Ele pontuou ter adversários, mas nunca os tratou com “inimigos”. “Feliz era o Brasil e a democracia brasileira quando a polarização era entre PT e PSDB”.

“A gente era adversário, trocava farpa, mas se eu encontrava no restaurante não tinha vergonha de tomar uma cerveja com o FHC, Serra e Alckmin. A gente não se tratava como inimigo. A gente precisa vencer o fascismo da ultra direita”, pontua. Geraldo Alckmin é candidato a vice na chapa de Lula.

DILMA ROUSSEFF
Sobre Dilma Rousseff, Lula pontuou que ela teve “um primeiro mandato presidencial extraordinário”, apesar de uma crise econômica latente. Mas, reconhece que ela cometeu “equívocos” econômicos, a exemplo de questão da gasolina.

“Dilma cometeu equívocos na questão da gasolina, ao fazer R$ 540 bilhões de desonerações em isenção fiscal. Quando ela tentou mudar, ela tinha uma dupla dinâmica contra ela. O Eduardo [Cunha], presidente da Câmara, e o Aécio [Neves] no Senado, que trabalharam o tempo inteiro para que ela não fizesse mudança”, disse.

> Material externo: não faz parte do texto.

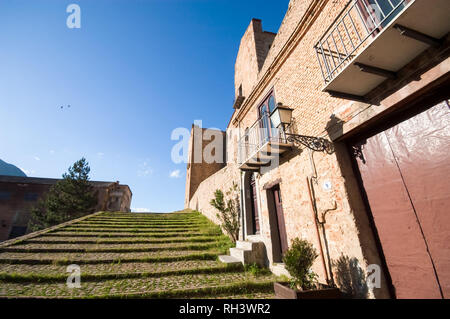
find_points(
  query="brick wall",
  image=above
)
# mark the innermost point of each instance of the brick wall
(292, 72)
(197, 169)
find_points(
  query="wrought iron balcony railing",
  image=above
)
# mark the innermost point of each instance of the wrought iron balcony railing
(261, 143)
(357, 24)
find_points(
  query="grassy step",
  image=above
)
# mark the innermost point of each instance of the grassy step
(114, 230)
(122, 259)
(240, 289)
(150, 217)
(72, 240)
(129, 248)
(95, 269)
(134, 223)
(89, 277)
(188, 286)
(134, 226)
(123, 234)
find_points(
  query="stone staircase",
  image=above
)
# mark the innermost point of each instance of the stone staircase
(125, 255)
(246, 252)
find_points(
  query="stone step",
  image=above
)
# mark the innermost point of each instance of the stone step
(245, 245)
(279, 269)
(239, 254)
(230, 260)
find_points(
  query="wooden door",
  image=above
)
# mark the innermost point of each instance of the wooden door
(254, 199)
(281, 224)
(405, 174)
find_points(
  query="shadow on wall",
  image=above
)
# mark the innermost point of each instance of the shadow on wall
(350, 278)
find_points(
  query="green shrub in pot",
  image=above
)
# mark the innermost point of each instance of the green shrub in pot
(298, 261)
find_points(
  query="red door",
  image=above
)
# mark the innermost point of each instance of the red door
(405, 173)
(280, 219)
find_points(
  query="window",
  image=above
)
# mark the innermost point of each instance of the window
(265, 110)
(31, 197)
(5, 195)
(17, 231)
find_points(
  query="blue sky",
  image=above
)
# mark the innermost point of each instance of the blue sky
(135, 71)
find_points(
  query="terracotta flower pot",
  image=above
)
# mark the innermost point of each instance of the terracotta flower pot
(283, 291)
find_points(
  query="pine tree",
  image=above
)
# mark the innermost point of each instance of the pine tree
(70, 198)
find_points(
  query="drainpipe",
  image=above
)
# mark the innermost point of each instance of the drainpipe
(241, 204)
(314, 213)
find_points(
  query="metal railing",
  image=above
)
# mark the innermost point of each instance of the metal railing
(359, 21)
(255, 137)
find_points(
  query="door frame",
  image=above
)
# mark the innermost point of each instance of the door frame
(277, 234)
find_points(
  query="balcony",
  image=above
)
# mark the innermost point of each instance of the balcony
(261, 145)
(371, 40)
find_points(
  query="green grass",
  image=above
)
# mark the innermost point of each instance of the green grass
(180, 261)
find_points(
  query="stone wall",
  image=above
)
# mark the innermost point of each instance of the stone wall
(223, 180)
(291, 71)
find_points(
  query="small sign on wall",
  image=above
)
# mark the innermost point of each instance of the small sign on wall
(326, 186)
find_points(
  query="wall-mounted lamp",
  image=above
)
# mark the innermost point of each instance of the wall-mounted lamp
(282, 117)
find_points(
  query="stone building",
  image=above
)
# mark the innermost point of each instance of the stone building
(19, 194)
(359, 162)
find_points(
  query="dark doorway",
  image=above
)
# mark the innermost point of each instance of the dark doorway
(404, 172)
(254, 205)
(278, 225)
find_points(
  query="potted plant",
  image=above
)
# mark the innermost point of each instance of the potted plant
(303, 284)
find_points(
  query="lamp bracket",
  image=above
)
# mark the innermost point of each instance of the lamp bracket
(318, 144)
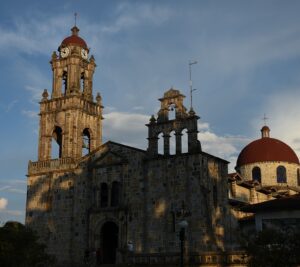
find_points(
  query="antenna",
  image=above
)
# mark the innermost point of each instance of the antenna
(191, 83)
(75, 17)
(265, 119)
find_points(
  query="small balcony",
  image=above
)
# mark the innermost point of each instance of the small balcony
(50, 165)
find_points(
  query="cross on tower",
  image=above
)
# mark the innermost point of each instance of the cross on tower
(265, 119)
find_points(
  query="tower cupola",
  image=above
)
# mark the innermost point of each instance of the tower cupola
(69, 118)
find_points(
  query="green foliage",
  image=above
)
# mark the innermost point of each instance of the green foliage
(19, 247)
(273, 248)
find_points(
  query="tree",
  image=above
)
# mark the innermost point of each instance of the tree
(274, 248)
(19, 247)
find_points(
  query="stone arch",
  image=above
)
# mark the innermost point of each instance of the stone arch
(86, 141)
(64, 82)
(96, 239)
(103, 195)
(256, 174)
(184, 140)
(172, 142)
(281, 174)
(160, 143)
(56, 142)
(109, 237)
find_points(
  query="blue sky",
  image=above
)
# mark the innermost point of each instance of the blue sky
(248, 55)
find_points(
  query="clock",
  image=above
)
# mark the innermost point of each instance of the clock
(64, 52)
(84, 53)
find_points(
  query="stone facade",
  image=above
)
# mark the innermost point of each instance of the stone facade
(269, 173)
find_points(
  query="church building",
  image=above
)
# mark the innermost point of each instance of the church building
(124, 205)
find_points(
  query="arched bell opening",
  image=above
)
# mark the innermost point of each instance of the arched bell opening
(172, 112)
(65, 82)
(56, 144)
(115, 194)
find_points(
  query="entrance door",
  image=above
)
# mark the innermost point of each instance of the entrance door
(109, 238)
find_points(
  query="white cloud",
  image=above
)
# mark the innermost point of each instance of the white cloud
(284, 113)
(3, 203)
(30, 113)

Ele não se prolongou sobre o governo Dilma, afirmando que a própria pediu que se ele fosse questionado “não respondesse e falasse para eles a convidarem ao jornal”. Ele fez uma metáfora falando que na época dos mandatos era “rei morto” e não tinha como mandar em nada.

ESCOLHA DA PGR
Lula ainda destacou o respeito que tem ao Ministério Público. Quando questionado por que não revela se escolherá os indicados da listra tríplice ao comando da Procuradoria-Geral da República (PGR), disse que quer deixar uma “pulguinha atrás da orelha”. “Não quero definir agora o que eu vou fazer. Primeiro preciso ganhar as eleições”.

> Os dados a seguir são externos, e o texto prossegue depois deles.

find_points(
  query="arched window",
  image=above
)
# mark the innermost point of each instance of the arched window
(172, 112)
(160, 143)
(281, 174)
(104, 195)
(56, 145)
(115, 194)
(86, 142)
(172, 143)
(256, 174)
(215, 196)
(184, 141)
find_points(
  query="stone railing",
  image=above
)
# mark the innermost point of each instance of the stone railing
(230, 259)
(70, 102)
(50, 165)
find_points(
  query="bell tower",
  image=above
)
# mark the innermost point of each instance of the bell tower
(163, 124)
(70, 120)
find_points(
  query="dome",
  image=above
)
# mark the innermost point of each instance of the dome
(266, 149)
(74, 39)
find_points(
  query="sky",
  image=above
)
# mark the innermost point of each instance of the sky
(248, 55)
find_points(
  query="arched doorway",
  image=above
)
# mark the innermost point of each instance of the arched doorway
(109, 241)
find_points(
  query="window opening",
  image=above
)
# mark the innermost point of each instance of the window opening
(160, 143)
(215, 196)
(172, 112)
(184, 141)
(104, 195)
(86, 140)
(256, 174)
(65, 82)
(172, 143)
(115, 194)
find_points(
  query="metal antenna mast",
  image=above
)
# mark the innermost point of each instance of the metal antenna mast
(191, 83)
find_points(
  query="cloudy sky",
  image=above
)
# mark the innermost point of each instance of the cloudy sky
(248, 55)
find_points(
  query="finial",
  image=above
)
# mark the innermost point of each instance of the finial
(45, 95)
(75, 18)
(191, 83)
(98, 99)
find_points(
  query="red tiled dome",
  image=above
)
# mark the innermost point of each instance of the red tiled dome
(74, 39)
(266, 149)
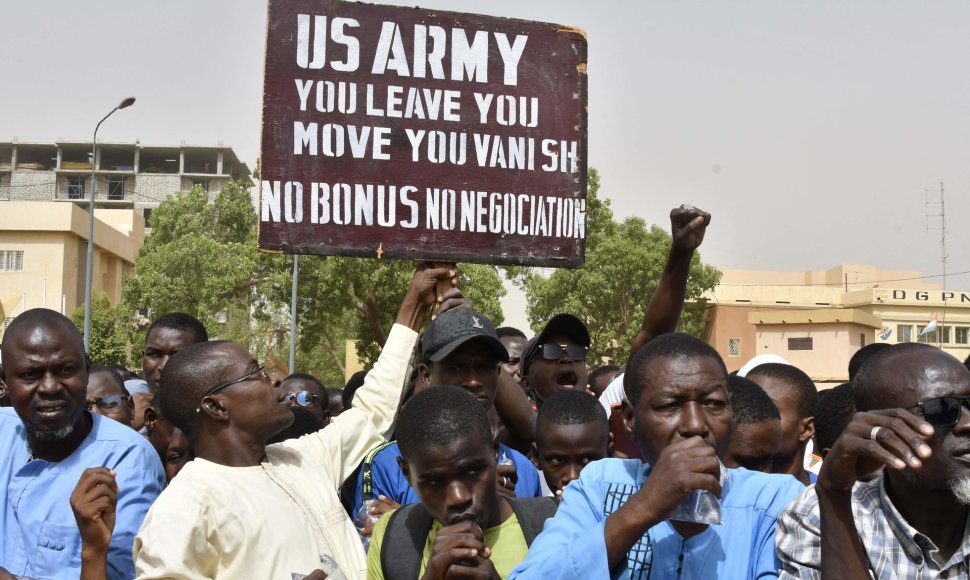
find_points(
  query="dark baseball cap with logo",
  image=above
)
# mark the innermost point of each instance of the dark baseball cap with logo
(565, 324)
(455, 327)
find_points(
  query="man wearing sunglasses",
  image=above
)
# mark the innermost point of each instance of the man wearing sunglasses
(107, 395)
(310, 410)
(242, 509)
(556, 358)
(912, 521)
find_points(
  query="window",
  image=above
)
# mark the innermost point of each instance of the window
(934, 336)
(11, 260)
(904, 333)
(116, 189)
(74, 187)
(963, 334)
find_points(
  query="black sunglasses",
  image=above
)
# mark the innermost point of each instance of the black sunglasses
(552, 351)
(943, 411)
(106, 403)
(303, 398)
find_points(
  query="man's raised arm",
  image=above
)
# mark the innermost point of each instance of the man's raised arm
(687, 227)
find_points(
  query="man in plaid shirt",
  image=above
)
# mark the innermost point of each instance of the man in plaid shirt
(911, 520)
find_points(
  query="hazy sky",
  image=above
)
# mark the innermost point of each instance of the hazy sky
(810, 130)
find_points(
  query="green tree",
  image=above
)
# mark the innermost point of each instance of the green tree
(624, 261)
(202, 258)
(110, 329)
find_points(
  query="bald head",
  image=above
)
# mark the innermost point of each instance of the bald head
(188, 375)
(41, 319)
(903, 374)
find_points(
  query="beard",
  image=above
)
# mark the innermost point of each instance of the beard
(55, 435)
(960, 486)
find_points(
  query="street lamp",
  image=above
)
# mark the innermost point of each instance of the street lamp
(89, 272)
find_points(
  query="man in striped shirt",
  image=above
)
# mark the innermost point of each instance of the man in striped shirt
(911, 521)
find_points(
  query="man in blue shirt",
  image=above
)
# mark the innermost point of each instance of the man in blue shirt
(616, 519)
(460, 348)
(48, 442)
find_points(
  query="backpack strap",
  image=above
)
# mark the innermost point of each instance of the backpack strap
(367, 477)
(532, 513)
(403, 543)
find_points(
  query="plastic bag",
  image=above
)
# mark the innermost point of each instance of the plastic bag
(701, 506)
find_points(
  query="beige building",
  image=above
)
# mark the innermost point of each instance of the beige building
(43, 254)
(817, 320)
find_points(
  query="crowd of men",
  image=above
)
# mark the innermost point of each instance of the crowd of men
(469, 451)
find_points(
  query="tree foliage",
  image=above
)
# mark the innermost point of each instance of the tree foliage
(201, 258)
(624, 262)
(110, 330)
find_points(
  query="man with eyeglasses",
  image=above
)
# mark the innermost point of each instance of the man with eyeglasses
(107, 395)
(310, 410)
(913, 520)
(242, 509)
(555, 359)
(49, 441)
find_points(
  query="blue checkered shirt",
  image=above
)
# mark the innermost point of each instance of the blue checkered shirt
(896, 550)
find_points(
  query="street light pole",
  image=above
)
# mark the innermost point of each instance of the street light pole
(89, 271)
(296, 277)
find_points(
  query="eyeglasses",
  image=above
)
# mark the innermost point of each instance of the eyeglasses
(554, 351)
(259, 370)
(943, 411)
(106, 403)
(303, 398)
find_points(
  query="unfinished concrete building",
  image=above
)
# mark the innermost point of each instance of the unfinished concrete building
(127, 175)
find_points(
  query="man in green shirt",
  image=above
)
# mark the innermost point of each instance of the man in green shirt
(448, 454)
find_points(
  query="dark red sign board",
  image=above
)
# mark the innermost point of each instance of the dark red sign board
(395, 132)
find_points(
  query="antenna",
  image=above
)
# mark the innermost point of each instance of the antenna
(936, 220)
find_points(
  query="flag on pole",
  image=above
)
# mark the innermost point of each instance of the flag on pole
(931, 327)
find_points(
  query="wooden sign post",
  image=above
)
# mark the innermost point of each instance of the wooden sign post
(393, 132)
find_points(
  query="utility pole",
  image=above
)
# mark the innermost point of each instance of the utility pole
(936, 220)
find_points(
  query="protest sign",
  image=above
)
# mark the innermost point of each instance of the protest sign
(396, 132)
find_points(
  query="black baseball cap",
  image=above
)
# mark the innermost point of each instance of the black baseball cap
(565, 324)
(454, 328)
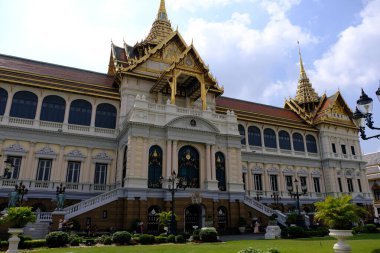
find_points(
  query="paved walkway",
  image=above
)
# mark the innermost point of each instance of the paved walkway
(226, 238)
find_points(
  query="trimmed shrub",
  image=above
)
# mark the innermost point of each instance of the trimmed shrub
(179, 239)
(370, 228)
(57, 239)
(146, 239)
(171, 239)
(161, 239)
(296, 232)
(196, 235)
(104, 239)
(208, 235)
(252, 250)
(121, 237)
(74, 240)
(185, 235)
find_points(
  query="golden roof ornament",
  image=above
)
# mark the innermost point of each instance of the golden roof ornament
(306, 94)
(161, 27)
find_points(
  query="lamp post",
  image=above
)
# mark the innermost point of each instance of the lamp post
(174, 183)
(8, 168)
(21, 190)
(60, 197)
(363, 114)
(296, 194)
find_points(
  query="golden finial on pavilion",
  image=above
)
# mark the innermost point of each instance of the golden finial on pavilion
(162, 15)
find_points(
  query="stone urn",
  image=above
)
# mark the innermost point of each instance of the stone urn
(14, 240)
(341, 246)
(273, 232)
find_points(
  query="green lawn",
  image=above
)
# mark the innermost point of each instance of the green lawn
(360, 244)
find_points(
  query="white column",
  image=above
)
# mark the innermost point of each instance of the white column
(168, 157)
(213, 167)
(9, 104)
(175, 157)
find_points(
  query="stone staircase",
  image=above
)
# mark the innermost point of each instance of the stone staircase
(251, 202)
(92, 203)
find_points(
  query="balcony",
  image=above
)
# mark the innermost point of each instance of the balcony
(58, 127)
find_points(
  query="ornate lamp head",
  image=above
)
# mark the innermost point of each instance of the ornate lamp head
(365, 103)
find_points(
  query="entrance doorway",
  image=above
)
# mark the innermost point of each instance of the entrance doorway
(193, 217)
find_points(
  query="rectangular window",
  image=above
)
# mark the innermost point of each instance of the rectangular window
(273, 183)
(73, 172)
(317, 187)
(353, 150)
(43, 170)
(289, 182)
(350, 185)
(360, 185)
(100, 173)
(303, 183)
(343, 149)
(258, 182)
(16, 165)
(340, 184)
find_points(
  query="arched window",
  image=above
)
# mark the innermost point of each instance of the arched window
(242, 134)
(270, 138)
(298, 144)
(220, 164)
(105, 116)
(80, 112)
(254, 136)
(155, 167)
(24, 105)
(3, 100)
(311, 144)
(222, 218)
(188, 165)
(53, 109)
(284, 139)
(153, 224)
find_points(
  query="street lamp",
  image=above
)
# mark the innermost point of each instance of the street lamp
(363, 114)
(8, 168)
(174, 183)
(297, 195)
(60, 197)
(21, 191)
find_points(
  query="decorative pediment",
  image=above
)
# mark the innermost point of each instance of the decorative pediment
(193, 123)
(75, 154)
(102, 156)
(15, 148)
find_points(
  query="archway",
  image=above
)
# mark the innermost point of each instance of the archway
(188, 165)
(194, 217)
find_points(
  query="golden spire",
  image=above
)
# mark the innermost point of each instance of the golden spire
(162, 15)
(306, 95)
(161, 27)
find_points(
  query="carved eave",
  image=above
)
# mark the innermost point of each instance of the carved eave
(335, 111)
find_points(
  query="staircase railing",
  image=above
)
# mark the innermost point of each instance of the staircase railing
(258, 206)
(89, 204)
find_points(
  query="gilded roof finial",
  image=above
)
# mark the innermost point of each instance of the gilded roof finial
(302, 71)
(162, 15)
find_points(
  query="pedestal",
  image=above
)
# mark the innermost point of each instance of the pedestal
(341, 246)
(14, 240)
(273, 232)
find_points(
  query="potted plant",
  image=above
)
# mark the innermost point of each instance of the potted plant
(338, 214)
(242, 224)
(17, 218)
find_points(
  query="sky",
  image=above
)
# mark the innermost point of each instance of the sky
(250, 45)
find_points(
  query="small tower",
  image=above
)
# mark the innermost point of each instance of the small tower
(306, 97)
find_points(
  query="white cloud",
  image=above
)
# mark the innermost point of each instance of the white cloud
(249, 58)
(353, 61)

O candidato ainda destacou que o “procurador tem que ser leal ao povo brasileiro”. “Eu não quero amigo [na Procuradoria]. Quero pessoa séria, responsável, que fale em nome das instituições”.

ECONOMIA
O jornalista William Bonner questionou como Lula pretende, se eleito, reequilibrar as contas públicas. O ex-presidente citou dados sobre a condução na economia durante os seus dois governos e afirmou que é necessário previsibilidade, credibilidade e estabilidade.

Bonner questionou Lula sobre a recessão e a “explosão” da inflação nos governos Dilma Rousseff e perguntou se ele pretende implantar a política econômica dos dois primeiros mandatos ou de sua sucessora. Foi quando o presidente reconheceu os erros de sua sucessora na economia.

Lula foi ainda duro com as palavras ao falar do orçamento secreto. Ele chamou o mecanismo de “excrescência” e de “escárnio”.

“[O orçamento secreto] não é moeda de troca, isso é usurpação de poder. Acabou o presidencialismo. Bolsonaro é refém do Congresso, ele sequer cuida do orçamento. Isso nunca aconteceu desde a proclamação da República”, disse.